Anstatt der äolischen Töne
A - B - C - D - E - F - G
haben wir nun:
A - B - C - D - E - F - G#
Wir haben lediglich mit Erhöhung des 7. Tones der Äolisch-Skala die Harmonisch Moll Tonleiter erhalten!
Selbstverständlich erhalten wir auch ganz andere diatonische Akkorde; wir haben ja schliesslich an den Tönen der Tonleiter "rumgepfuscht"...! Sie lauten:
Im II° III+ IVm V VI VII°
oder als Vierklänge:
Im maj7 IIm7b5 III+ maj7 IVm7 V7 VI maj7 VII°7
Nun schauen wir mal, was wir haben: Direkt auf der ersten Stufe begegnet uns eine neue Akkordform: Ein Moll Akkord mit großer Septime. Gefolgt auf der dritten Stufe von einem übermäßigen Akkord (mit gr. 7). (Auffällig ist auch hier, dass auf der V. ein Dominant-Sept-Akkord steht. Ein Leitton ist hier schon mal auf der 5. Stufe gegeben!)
Auch auf der letzten Stufe begegnet uns ein neuer Akkord! Ich konnte ihn hier leider nicht richtig schreiben (wenn es irgendwie geht, her mit den Tipps!
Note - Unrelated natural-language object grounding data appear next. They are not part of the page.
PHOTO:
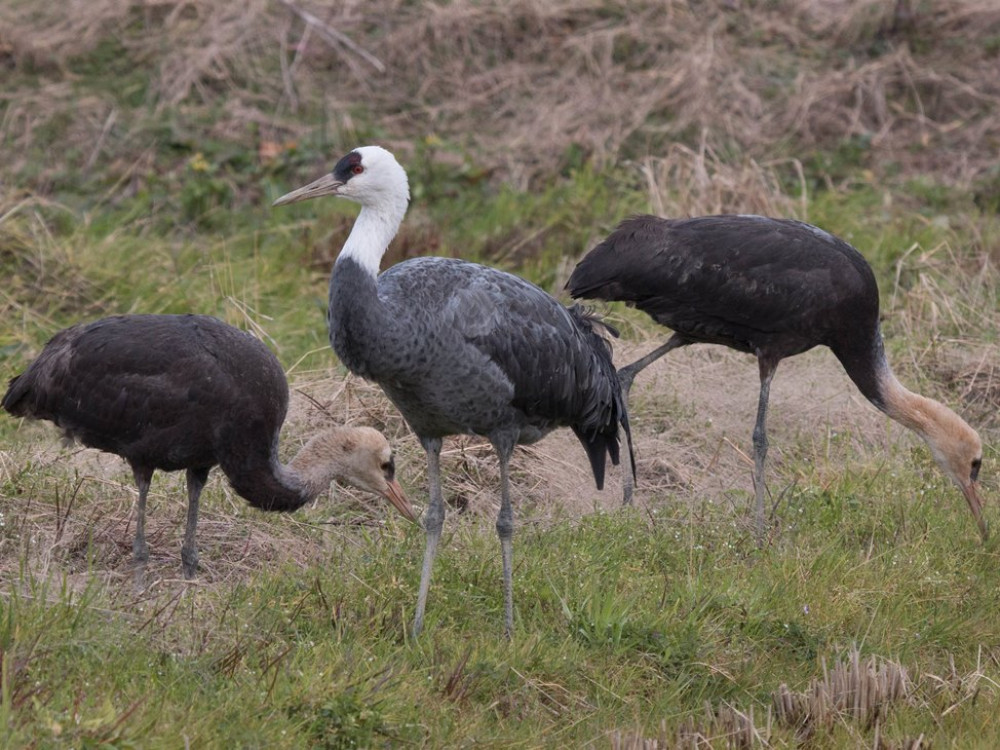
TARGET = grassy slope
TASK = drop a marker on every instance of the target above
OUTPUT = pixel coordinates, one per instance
(663, 622)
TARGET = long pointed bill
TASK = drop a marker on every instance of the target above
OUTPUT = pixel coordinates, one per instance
(976, 506)
(394, 494)
(325, 185)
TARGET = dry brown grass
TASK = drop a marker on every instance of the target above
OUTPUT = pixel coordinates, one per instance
(855, 691)
(517, 84)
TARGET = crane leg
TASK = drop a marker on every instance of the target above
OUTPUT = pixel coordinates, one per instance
(433, 521)
(767, 369)
(140, 550)
(625, 376)
(189, 550)
(505, 531)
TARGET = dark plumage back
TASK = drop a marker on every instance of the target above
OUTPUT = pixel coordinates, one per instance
(162, 391)
(748, 282)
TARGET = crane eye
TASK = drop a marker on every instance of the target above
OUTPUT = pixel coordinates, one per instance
(389, 469)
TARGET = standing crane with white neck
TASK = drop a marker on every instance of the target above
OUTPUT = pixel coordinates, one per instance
(461, 348)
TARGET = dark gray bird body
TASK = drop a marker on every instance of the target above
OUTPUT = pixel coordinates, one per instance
(189, 392)
(754, 284)
(165, 392)
(462, 348)
(773, 288)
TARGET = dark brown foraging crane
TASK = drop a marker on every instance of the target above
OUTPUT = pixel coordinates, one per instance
(773, 288)
(188, 392)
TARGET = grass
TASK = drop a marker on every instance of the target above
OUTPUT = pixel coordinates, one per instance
(624, 622)
(664, 624)
(146, 146)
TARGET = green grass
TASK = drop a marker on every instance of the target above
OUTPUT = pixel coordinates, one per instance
(630, 624)
(621, 622)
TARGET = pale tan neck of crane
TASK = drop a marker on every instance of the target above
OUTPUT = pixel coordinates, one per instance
(330, 455)
(945, 433)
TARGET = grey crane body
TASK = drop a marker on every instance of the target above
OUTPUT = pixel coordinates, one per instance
(461, 348)
(467, 349)
(174, 392)
(773, 288)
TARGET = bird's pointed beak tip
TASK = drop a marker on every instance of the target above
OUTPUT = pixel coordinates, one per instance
(325, 185)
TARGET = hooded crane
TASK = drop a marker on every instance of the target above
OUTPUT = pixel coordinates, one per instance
(188, 392)
(772, 288)
(461, 348)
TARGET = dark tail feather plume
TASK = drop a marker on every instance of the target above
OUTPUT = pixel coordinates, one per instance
(601, 440)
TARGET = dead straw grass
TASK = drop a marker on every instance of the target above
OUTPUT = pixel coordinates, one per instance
(855, 691)
(517, 84)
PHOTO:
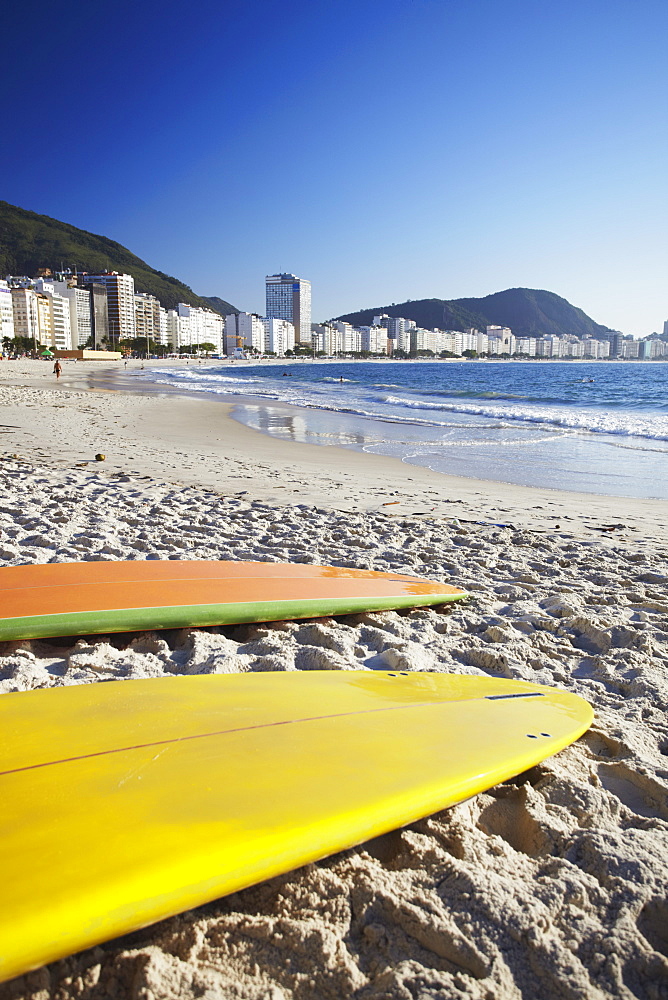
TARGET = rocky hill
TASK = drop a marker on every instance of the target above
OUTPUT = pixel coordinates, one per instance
(527, 311)
(29, 241)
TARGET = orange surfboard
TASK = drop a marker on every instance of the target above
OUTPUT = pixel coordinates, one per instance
(55, 599)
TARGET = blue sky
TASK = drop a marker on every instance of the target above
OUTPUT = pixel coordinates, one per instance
(386, 151)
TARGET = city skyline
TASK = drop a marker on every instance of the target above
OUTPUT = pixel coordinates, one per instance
(441, 150)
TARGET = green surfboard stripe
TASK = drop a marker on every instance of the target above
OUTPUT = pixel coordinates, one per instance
(182, 616)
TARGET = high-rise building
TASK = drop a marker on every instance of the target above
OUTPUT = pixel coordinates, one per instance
(54, 321)
(190, 326)
(147, 317)
(26, 318)
(289, 297)
(120, 303)
(243, 330)
(99, 314)
(81, 326)
(6, 313)
(279, 336)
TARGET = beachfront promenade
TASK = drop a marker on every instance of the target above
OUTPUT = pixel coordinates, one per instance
(549, 885)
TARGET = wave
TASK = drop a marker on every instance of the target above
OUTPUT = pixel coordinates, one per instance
(398, 409)
(594, 421)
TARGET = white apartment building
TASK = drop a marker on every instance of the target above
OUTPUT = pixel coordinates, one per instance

), aber stellt euch eine hochgestellte "7" vor. Dieser Akkord heißt nicht, dass wir hier einen verminderten Akkord mit kleiner Septime haben oder, dass nur die Septime vermindert sei, sondern, dass wir einen sog. "vollverminderten" Akkord. Dort ist nämlich nicht nur der Akkord/Dreiklang vermindert, sondern auch die Septime! Und was ist eine verminderte Septim???
Wir erinnern uns: Nichts anderes, als eine große Sext.
Und hier hatten wir es bereits schon: Hier gibt es beim VII Akkord keine große oder kleine Septime... Das wären im Fall von G#°7(vollvermindert) G als große bzw. F# als kleine Septim gewesen. Somit musste man sich der Verminderung des Intervalls bemächtigen. Auch, wenn eine verminderte Septime gleichzeitig eine große Sext ist, haben wir hier keine große Sext, sondern eine verminderte Septim! Wir gehen ja von der Septim aus...
Das Thema ist noch nicht vorbei! Es gibt in Harmonisch Moll noch viel zu entdecken... Darum:
...to be continued!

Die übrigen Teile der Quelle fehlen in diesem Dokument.